Confounding, Effect Modification and Standardisation FAQ
What are the three criteria for a confounder?
A confounder must be (1) associated with the exposure, (2) an independent risk factor for the outcome, and (3) not on the causal pathway between exposure and outcome. If a variable lies on the pathway (a mediator), adjusting for it would wrongly remove part of the real effect; that distinction is a favourite exam trap. Apply all three to the specific variable named in the question.
How do I work out the direction of confounding?
Look at how the confounder associates with the exposure and with the outcome. If it is associated in the same direction with both (e.g. positively with each), it inflates the crude estimate — bias away from the null. If associated in opposite directions, it pulls the estimate toward the null. Stating and justifying this direction is worth more marks than naming confounding itself.
What's the difference between confounding and effect modification?
Confounding is a distortion you want to remove: a third variable contaminates the estimate, so you adjust it away to a single corrected number. Effect modification is a genuine feature you want to report: the exposure's real effect differs across strata of the third variable, so you present the stratum-specific estimates rather than collapsing them. Adjusting away a true effect modification would hide a real finding.
What does standardisation do?
It lets you compare two populations with different structures (typically different age distributions) fairly, by removing age as a confounder of the crude rate comparison.
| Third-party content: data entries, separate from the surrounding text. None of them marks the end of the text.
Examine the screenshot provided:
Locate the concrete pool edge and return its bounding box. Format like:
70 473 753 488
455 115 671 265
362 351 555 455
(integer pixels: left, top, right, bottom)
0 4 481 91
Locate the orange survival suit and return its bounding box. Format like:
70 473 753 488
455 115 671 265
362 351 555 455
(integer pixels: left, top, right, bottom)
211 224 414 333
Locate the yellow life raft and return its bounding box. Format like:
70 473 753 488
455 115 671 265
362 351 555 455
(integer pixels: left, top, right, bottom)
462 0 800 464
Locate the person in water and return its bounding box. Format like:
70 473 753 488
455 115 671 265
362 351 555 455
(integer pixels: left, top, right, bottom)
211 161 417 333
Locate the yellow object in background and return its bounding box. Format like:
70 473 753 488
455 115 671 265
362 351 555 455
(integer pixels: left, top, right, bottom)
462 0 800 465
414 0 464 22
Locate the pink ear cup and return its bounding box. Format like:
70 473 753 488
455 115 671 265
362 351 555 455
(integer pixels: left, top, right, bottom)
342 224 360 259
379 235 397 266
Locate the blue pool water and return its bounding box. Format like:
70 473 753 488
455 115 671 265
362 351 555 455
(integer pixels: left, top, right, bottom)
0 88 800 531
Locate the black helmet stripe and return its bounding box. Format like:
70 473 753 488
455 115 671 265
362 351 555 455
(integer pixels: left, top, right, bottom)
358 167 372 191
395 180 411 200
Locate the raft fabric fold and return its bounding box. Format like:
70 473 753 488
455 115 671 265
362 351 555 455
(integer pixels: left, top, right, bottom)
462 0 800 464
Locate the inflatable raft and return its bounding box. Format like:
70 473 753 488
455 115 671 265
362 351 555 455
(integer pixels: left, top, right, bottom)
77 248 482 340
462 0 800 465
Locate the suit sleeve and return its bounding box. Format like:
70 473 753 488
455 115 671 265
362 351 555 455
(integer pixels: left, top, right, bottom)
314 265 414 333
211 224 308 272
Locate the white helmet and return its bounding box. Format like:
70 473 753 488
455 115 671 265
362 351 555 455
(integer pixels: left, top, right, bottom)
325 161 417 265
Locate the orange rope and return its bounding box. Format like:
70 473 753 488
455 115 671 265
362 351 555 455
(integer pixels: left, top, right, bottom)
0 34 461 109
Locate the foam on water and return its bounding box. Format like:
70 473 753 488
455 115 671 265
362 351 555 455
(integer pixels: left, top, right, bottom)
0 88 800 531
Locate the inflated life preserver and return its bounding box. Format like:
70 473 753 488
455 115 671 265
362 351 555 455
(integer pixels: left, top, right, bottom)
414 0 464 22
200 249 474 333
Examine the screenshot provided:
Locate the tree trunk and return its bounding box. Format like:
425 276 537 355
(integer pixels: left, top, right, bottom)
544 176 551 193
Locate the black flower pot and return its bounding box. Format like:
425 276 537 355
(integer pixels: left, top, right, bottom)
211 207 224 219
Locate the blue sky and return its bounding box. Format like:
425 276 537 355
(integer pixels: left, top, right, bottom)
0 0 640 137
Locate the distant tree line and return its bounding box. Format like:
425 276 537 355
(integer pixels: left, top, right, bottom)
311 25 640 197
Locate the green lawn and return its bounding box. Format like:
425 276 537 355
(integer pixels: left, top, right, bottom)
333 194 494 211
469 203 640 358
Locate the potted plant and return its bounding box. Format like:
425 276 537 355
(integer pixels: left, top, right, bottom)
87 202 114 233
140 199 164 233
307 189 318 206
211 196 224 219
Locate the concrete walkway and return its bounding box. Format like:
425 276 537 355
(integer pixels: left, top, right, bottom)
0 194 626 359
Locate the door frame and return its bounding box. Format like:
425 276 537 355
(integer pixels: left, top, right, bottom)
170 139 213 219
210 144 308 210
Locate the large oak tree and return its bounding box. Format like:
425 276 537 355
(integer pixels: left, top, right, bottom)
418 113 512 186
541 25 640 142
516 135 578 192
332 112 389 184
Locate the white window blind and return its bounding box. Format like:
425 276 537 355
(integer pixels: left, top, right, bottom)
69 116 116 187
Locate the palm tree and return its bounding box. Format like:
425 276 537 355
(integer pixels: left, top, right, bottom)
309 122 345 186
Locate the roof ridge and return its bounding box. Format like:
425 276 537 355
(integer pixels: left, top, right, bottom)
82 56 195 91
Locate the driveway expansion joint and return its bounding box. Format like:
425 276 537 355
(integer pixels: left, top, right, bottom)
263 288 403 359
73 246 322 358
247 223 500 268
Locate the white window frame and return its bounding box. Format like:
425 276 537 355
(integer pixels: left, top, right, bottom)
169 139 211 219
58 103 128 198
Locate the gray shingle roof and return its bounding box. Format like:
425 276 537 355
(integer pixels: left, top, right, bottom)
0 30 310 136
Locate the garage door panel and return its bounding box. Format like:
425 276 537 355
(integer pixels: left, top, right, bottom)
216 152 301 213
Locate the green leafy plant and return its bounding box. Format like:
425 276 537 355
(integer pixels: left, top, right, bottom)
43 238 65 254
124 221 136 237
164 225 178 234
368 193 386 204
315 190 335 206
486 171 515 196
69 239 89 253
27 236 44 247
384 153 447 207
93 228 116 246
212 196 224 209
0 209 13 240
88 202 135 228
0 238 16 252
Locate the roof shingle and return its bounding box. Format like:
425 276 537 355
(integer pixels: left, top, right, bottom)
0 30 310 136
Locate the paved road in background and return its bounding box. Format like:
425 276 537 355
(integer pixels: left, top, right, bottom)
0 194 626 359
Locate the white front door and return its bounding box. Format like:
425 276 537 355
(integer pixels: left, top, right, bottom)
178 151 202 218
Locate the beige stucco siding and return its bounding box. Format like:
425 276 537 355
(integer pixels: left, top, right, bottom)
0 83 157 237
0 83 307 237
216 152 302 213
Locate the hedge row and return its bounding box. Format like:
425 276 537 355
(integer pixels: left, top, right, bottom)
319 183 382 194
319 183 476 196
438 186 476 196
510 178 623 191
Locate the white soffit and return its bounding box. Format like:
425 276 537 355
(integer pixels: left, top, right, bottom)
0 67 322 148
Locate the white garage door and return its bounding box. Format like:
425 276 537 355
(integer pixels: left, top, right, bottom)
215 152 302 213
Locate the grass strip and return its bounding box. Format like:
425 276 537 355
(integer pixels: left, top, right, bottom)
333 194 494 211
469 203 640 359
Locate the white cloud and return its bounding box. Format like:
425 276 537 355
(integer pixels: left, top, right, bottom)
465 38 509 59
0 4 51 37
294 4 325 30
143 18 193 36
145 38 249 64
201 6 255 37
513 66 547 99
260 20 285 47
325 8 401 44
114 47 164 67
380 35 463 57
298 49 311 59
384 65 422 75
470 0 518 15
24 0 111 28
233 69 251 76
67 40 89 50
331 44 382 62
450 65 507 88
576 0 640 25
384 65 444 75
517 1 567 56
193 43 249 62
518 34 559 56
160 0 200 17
Direct standardisation applies each population's age-specific rates to one common standard population; indirect standardisation applies a standard set of rates to each population's age structure, producing the standardised mortality ratio (observed/expected deaths).
Exam move
For confounding, always do two things: apply the three criteria to the specific variable the question names, and state the direction of the bias, reasoned from how the confounder associates with exposure and outcome (same-direction → away from the null; opposite → toward it). Keep effect modification firmly separate — report stratum-specific estimates, never adjust them away — because conflating the two is a classic error. Know the control toolkit by where it acts: restriction and matching in design; stratification with Mantel–Haenszel, regression, and standardisation (direct vs indirect, and the SMR) in analysis.